Nos últimos dias, observamos contraofensivas em larga escala dos ucranianos. Isso mostra que eles estão bem cientes de que os russos estão em uma situação muito vulnerável. Para os ucranianos, este é provavelmente o momento mais favorável para tentar contra-atacar e recuperar o terreno perdido.
Os ucranianos têm chance de sucesso?
Os ucranianos estão sob forte pressão para reconquistar seus territórios. Eles não podem ficar paralisados, afinal, as tropas russas ainda estão na Ucrânia.
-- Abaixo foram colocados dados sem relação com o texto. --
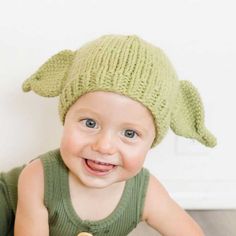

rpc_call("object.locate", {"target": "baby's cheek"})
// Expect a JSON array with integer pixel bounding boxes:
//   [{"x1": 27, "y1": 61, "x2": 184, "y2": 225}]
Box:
[{"x1": 123, "y1": 155, "x2": 145, "y2": 174}]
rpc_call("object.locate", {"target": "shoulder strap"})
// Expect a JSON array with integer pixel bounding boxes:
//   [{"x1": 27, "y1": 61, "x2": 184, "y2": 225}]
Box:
[{"x1": 40, "y1": 149, "x2": 61, "y2": 208}]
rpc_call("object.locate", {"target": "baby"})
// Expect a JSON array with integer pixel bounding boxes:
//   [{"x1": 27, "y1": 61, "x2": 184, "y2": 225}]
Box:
[{"x1": 0, "y1": 35, "x2": 216, "y2": 236}]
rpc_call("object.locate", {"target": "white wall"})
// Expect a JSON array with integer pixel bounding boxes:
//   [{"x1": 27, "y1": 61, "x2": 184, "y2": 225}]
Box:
[{"x1": 0, "y1": 0, "x2": 236, "y2": 208}]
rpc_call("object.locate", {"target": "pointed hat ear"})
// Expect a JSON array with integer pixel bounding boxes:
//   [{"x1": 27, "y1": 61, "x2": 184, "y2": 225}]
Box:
[
  {"x1": 22, "y1": 50, "x2": 75, "y2": 97},
  {"x1": 170, "y1": 80, "x2": 216, "y2": 147}
]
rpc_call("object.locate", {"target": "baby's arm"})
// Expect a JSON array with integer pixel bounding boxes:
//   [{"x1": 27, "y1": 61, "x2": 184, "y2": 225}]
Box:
[
  {"x1": 14, "y1": 160, "x2": 49, "y2": 236},
  {"x1": 143, "y1": 175, "x2": 204, "y2": 236}
]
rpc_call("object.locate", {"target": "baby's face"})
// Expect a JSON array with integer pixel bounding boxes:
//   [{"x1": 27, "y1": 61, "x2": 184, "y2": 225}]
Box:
[{"x1": 60, "y1": 91, "x2": 155, "y2": 188}]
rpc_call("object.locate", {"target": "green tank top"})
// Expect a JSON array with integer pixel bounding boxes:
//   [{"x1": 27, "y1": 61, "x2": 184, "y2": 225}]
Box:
[
  {"x1": 40, "y1": 149, "x2": 149, "y2": 236},
  {"x1": 0, "y1": 149, "x2": 149, "y2": 236}
]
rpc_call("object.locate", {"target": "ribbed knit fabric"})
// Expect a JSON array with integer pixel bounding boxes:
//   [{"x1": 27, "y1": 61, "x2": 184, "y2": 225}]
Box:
[
  {"x1": 23, "y1": 35, "x2": 216, "y2": 147},
  {"x1": 40, "y1": 149, "x2": 149, "y2": 236},
  {"x1": 0, "y1": 166, "x2": 24, "y2": 236}
]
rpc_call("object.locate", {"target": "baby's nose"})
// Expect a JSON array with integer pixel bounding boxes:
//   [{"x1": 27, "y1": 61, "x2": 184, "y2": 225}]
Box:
[{"x1": 92, "y1": 132, "x2": 116, "y2": 155}]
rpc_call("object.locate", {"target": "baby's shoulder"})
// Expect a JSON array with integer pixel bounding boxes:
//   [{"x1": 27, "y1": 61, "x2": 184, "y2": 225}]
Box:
[
  {"x1": 18, "y1": 159, "x2": 44, "y2": 199},
  {"x1": 143, "y1": 174, "x2": 170, "y2": 220}
]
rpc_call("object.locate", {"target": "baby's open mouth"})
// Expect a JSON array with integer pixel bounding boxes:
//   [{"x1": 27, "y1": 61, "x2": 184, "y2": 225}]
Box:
[{"x1": 85, "y1": 159, "x2": 115, "y2": 172}]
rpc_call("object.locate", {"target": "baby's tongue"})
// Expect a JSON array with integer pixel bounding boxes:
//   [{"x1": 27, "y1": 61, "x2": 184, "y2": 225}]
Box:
[{"x1": 87, "y1": 160, "x2": 114, "y2": 172}]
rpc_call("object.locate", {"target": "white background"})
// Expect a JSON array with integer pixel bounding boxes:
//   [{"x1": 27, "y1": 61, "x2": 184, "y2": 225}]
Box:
[{"x1": 0, "y1": 0, "x2": 236, "y2": 209}]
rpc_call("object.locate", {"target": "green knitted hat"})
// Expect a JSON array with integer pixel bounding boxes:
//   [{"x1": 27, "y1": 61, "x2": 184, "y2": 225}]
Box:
[{"x1": 23, "y1": 34, "x2": 216, "y2": 147}]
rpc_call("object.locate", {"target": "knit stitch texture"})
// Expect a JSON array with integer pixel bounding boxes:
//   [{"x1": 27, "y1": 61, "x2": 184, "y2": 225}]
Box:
[{"x1": 23, "y1": 34, "x2": 216, "y2": 147}]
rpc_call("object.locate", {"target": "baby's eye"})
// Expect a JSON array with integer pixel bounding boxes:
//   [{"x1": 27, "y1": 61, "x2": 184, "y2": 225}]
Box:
[
  {"x1": 125, "y1": 129, "x2": 138, "y2": 138},
  {"x1": 82, "y1": 118, "x2": 96, "y2": 129}
]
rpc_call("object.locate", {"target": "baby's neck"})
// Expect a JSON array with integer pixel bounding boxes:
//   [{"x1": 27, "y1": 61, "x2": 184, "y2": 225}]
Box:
[{"x1": 69, "y1": 172, "x2": 125, "y2": 197}]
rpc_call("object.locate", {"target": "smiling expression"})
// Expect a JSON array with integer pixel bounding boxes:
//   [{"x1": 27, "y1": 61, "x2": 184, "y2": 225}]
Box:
[{"x1": 60, "y1": 91, "x2": 155, "y2": 188}]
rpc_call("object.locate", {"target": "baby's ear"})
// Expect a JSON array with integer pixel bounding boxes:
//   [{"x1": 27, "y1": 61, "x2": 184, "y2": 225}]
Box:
[
  {"x1": 170, "y1": 80, "x2": 216, "y2": 147},
  {"x1": 22, "y1": 50, "x2": 75, "y2": 97}
]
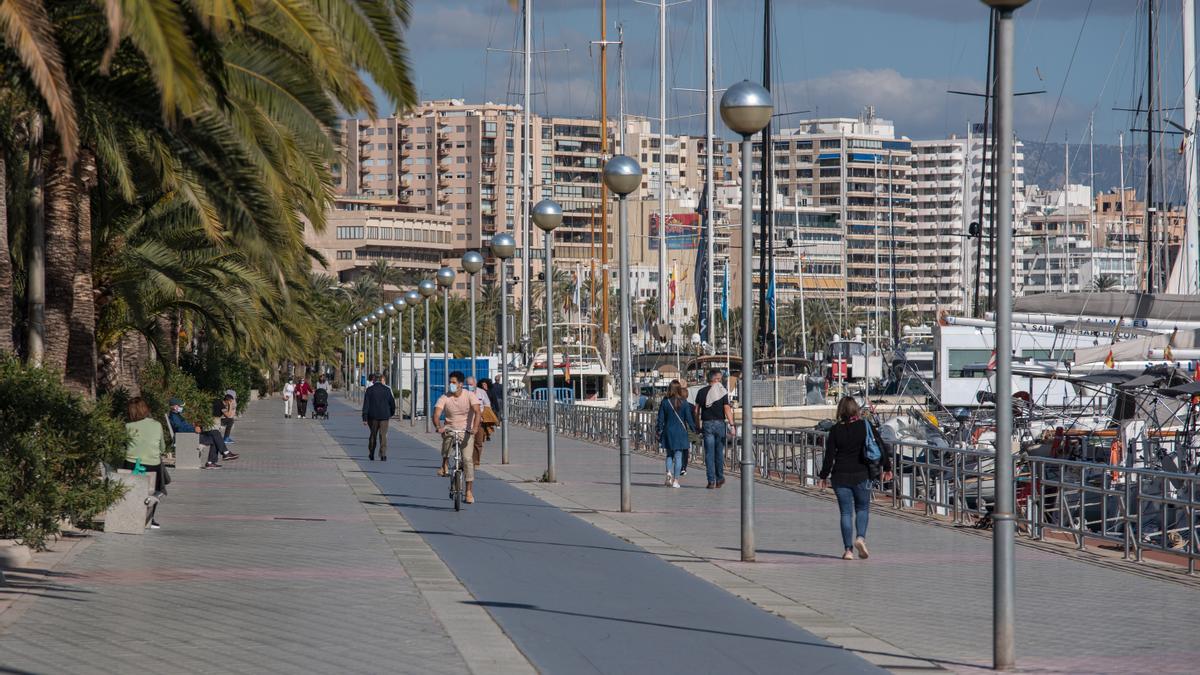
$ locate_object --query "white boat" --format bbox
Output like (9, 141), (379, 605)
(522, 324), (620, 408)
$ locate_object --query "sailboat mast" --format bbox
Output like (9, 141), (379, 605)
(704, 0), (710, 348)
(518, 0), (533, 353)
(1144, 0), (1157, 293)
(746, 0), (775, 354)
(592, 0), (609, 336)
(1178, 0), (1200, 294)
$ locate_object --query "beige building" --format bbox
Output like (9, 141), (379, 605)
(305, 197), (454, 281)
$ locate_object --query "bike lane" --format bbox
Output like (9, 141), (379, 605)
(328, 399), (881, 673)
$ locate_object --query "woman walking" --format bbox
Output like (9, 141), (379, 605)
(656, 380), (696, 488)
(820, 396), (892, 560)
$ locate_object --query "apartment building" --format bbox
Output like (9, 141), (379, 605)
(910, 138), (972, 315)
(305, 197), (454, 282)
(754, 108), (916, 312)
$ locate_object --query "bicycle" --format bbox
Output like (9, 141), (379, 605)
(444, 429), (467, 510)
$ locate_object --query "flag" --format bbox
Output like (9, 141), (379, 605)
(694, 185), (712, 342)
(721, 263), (730, 325)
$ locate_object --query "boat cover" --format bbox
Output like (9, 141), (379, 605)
(1013, 291), (1200, 322)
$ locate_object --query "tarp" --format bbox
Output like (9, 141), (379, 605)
(1013, 291), (1200, 321)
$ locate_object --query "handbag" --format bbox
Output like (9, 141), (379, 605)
(665, 401), (701, 446)
(863, 419), (883, 480)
Uma estagnação do conflito, com cidades ucranianas que estariam à mercê do fogo da artilharia russa e que hoje são massivamente bombardeadas pelos russos, não é sustentável.
Portanto, os ucranianos estão sob pressão para retomar esses territórios, uma pressão tão importante, também, por desempenhar um papel fundamental na sua capacidade de negociar com a Rússia. O governo ucraniano sabe que, se quiser fazer valer suas demandas junto às autoridades russas, para ser levado a sério, deve ser capaz de mostrar não apenas que o exército ucraniano pode impedir o avanço das forças russas, mas também pode infligir algumas derrotas realmente grandes e decisivas sobre eles.
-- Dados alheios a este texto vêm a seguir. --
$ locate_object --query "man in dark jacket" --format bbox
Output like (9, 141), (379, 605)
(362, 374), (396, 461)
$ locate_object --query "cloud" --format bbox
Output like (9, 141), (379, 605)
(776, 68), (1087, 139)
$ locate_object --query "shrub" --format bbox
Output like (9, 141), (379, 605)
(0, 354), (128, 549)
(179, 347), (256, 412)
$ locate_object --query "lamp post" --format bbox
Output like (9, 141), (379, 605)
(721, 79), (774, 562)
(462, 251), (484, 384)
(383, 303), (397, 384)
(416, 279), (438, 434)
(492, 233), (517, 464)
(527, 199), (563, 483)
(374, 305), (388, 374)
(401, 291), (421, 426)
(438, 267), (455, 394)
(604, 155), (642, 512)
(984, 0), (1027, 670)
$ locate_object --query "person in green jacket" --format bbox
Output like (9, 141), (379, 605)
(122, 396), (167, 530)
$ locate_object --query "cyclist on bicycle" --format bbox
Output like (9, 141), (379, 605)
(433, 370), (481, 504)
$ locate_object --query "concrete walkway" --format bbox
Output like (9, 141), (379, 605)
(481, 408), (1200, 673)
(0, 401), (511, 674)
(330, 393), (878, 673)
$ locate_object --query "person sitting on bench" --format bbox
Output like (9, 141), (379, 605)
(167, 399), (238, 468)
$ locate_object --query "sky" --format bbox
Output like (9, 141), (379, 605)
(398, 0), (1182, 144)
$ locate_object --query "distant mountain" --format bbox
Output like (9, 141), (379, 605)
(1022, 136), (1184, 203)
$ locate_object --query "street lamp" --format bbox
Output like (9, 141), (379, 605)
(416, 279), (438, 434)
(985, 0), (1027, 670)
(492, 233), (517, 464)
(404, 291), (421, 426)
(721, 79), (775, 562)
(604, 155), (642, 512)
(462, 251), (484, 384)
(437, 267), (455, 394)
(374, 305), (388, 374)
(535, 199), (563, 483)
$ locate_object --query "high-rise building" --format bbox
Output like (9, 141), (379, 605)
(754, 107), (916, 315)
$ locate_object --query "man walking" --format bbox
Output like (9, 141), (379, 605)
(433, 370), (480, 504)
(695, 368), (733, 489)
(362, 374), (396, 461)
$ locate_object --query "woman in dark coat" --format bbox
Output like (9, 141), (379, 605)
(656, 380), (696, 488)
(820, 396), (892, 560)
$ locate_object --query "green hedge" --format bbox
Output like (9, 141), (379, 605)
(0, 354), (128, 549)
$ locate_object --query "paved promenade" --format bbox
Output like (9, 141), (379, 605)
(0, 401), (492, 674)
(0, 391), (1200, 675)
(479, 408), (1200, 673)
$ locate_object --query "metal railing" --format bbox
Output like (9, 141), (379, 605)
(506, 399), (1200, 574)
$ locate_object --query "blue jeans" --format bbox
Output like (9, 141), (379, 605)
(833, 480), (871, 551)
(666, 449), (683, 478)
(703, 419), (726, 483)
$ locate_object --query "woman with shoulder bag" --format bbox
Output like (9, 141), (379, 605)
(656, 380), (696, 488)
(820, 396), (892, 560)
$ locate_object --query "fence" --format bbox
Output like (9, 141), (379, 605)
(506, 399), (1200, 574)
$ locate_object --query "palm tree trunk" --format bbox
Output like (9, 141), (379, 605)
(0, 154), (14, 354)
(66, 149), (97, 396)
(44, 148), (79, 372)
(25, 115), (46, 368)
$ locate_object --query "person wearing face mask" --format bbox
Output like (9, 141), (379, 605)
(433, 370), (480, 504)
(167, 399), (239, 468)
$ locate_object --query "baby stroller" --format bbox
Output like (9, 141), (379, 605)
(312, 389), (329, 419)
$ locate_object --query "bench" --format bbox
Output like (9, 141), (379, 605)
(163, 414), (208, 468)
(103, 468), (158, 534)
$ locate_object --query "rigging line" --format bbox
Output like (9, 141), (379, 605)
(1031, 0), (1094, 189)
O risco que percebemos é que a clara superioridade dos russos permaneça em todo o segmento pesado, como aviação, mísseis, artilharia. Em termos de poder de fogo, os russos estão bem à frente dos ucranianos.
Em que aspectos os ucranianos têm vantagens?
Na defesa, os ucranianos podem se dispersar, eles conhecem o terreno. Eles podem, portanto, compensar sua inferioridade tecnológica, quantitativa e qualitativa com o terreno, com determinação, inteligência e agilidade. Por outro lado, quando eles se movem para a posição contraofensiva, eles têm que correr riscos muito maiores e tornam-se mais vulneráveis aos contra-ataques dos russos.
Existe, portanto, um risco real de que o exército ucraniano acabe com suas forças com contraofensivas excessivas. No entanto, os ucranianos sabem que este é, de fato, um momento favorável para contraofensivas, porque os russos são desorganizados, têm grandes problemas. Então, talvez seja hora de se aproveitar dessas fraquezas. Mas é preciso cuidado, porque as forças ucranianas também estão desgastadas pelos combates. Elas também não podem se dispersar neste momento.
Nesse contexto, como seria o fim do conflito?
A chance de qualquer resolução rápida deste conflito já acabou há muito tempo. Hoje, caminhamos para uma intensificação do conflito. Haverá cada vez mais violência. Mas sobre o final da guerra, prefiro não dizer nada. Seria realmente imprudente de minha parte.